De leur côté, les établissements n’ont, eux aussi, pas toujours les comportements que les économistes attendent d’eux. Plutôt que d’accueillir davantage d’élèves pour faire bénéficier au plus grand nombre d’un enseignement de qualité, les établissements les plus prestigieux trouvent plus confortable de s’assurer un public scolaire performant en sélectionnant les meilleurs élèves. De même, on peut s’interroger sur les capacités de réforme des établissements « de faible qualité » qui dans la plupart des pays ont des moyens et des marges de manœuvre réduites dans des systèmes éducatifs qui restent encore très régulés par les procédures.
Au total, si les familles ne se déterminent pas en fonction uniquement de l’efficacité des écoles, et ce d’autant moins qu’elles ne détiennent pas l’information pertinente, si les établissements scolaires ne disposent ni des moyens de faire évoluer réellement l’offre éducative, ni de la capacité à élargir considérablement leurs effectifs, si de plus les écoles se confortent le plus souvent dans des comportements de sélection plutôt que dans des stratégies de conquête de marchés et, enfin, si le seul signal que leur envoient les « clients » sur l’appréciation de leurs performances est brouillé par leur manque de mobilité (problème de transport) : dans ces conditions, on imagine difficilement comment l’organisation de l’éducation selon la logique de marché pourrait conduire à une amélioration des performances globales des systèmes éducatifs.
Au total, le « libre choix total » – qui est associé à une faible efficacité et des inégalités sociales renforcées – entraîne une série d’effets pervers décrits par la recherche dans les pays qui ont par le passé mis en œuvre ce système.
Quels sont-ils ?
On observe tout d’abord une sur-demande des familles pour les établissements prestigieux, qui vont ainsi pouvoir sélectionner de façon draconienne leurs élèves. Cette pratique est doublement explicable. Elle permet à l’établissement de se construire un public scolaire de choix, c’est-à-dire d’excellent niveau académique, ce qui améliore les conditions de travail des équipes enseignantes. Elle conduit également mécaniquement à une amélioration des performances de l’établissement, ce qui va rejaillir, dans un cercle vertueux, sur la demande des familles. Les établissements ont alors tendance à focaliser leur attention sur les élèves les plus performants dont les résultats permettent de faire progresser l’évaluation globale de l’établissement. A l’opposé, les établissements les moins cotés vont subir une spirale du déclin : perte des bons élèves, démoralisation des équipes enseignantes qui supportent difficilement d’enseigner dans un établissement stigmatisé… Se créent ainsi une hiérarchie des établissements. Ceci explique que des pays comme l’Angleterre qui avait adopté ce système dans les années 1980 soit revenu en arrière en limitant la liberté de sélection des établissements (code de procédure plus transparent des sélections, imposition d’une mixité académique dans le recrutement…).

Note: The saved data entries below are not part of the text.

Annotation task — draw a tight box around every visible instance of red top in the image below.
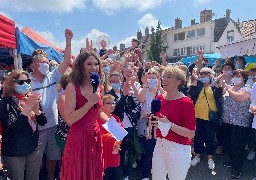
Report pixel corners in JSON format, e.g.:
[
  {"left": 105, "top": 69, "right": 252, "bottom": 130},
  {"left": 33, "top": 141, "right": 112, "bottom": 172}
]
[
  {"left": 156, "top": 94, "right": 196, "bottom": 145},
  {"left": 98, "top": 114, "right": 122, "bottom": 168}
]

Quels sont les effets de la seconde version des politiques de libre choix de l’école ?
A l’opposé, le « libre choix régulé » conduit à une réduction des inégalités sociales parce qu’il permet réellement ces effets de déghettoïsation qui sont attendus de la suppression de la carte scolaire. Ce système présente en effet une double caractéristique : a) l’ensemble des parents est impliqué dans le choix de l’établissement – et non les familles les plus favorisées -, b) la décision finale d’affectation de l’élève n’est pas entre les mains de l’établissement mais entre celles d’autorités locales qui tentent alors de faire coïncider vœux parentaux et considérations d’intérêt général. Ce système est socialement plus égalitaire que le système français qui couple carte scolaire et dérogations.
En Angleterre, où la carte a pratiquement disparue, peu d’écoles ont perdu des élèves, même parmi les failing schools, c’est-à-dire les écoles en perdition. Certains travaux montrent que c’est largement du au rôle organisationnel des autorités éducatives locales (les LEA). En France on sait que les collectivités locales ont déjà leur mot à dire sur la carte scolaire. Faut-il donc décentraliser la gestion scolaire et si oui jusqu’où ?
En France, historiquement pour les écoles primaires et depuis 2004 pour les collèges, ce sont respectivement les communes et les conseils généraux qui sont en charge de la sectorisation. Seule la sectorisation des lycées est entre les mains de l’Éducation nationale. La sectorisation est donc aujourd’hui un dossier principalement local. Les conseils généraux ne semblent pas avoir bougé sur le sujet depuis l’octroi de cette nouvelle compétence. Tout déréglementation de la sectorisation effraie les élus locaux et ce d’autant plus qu’ils sont responsables financièrement des transports scolaires.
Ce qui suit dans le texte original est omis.